Jumgal Too is a mountain range in internal Tian Shan in Kyrgyz Republic. It is part of Jumgal mountain system which includes also ranges Sandyk, Kara Moynok, Kindik, and Oy Kaiyn. It lies north of the Jumgal valley. The length of the range is 54 km, width - 15 km, and height up to 4121m. The Jumgal mountain range rises from east to west. The slopes of the mountains are uneven: the northern sides of the Jumgal and Oy Kaiyn mountains are steep and short, while the southern sides are wide and gently sloping. In contrast, the slopes of the Kindik, Kara Moynok, and Sandyk mountains are smoother. Streams feeding the Western and Eastern Karakol rivers flow down from the mountains. Small glaciers are found in the Kara Moynok and Oy Kaiyn mountains, with a total area of 7.3 km2.
==Geology==
The geological structure of the mountain is highly complex. Its western section consists of a granite-diorite intrusion and Upper Proterozoic phyllite and quartzite formations, with thicknesses ranging from 500 to 3000 meters. The central part is primarily composed of Lower Paleozoic granites and granite-diorites. The eastern section is formed of Ordovician sedimentary rocks, including sandstones, tuffs, porphyrites, limestones, conglomerates, and other deposits, with thicknesses between 1000 and 4600 meters.

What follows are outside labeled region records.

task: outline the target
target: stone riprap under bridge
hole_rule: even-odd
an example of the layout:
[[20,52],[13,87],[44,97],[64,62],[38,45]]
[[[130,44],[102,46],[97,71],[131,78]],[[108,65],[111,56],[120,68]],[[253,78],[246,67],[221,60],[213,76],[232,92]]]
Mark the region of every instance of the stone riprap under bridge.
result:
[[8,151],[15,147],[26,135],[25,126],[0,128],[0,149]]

In the intermontane depressions, Neogene and Quaternary sedimentary deposits are present. The mountain range contains nepheline syenite massifs, which are associated with aluminum ore deposits.
==Landscapes==
The mountain landscapes change according to altitude zones. At the foothills, especially on the southern slopes, there are steppe areas (feather grass and Artemisia up to 2200–2300 meters. From 2200 to 2800 meters, there are meadow-steppes (feather grass and mixed herbs) with some forested areas. Between 2800 and 3300 meters, alpine meadows and meadow-steppes prevail. Above 3300 meters, there are rocky, scree-covered subnival and nival-glacial zones. The area is used for pastures.
==Climate==
The climate varies by altitude and is generally continental. The average air temperature is –11.9°C in January and 12.5°C in July, with annual precipitation ranging from 300 to 400 mm.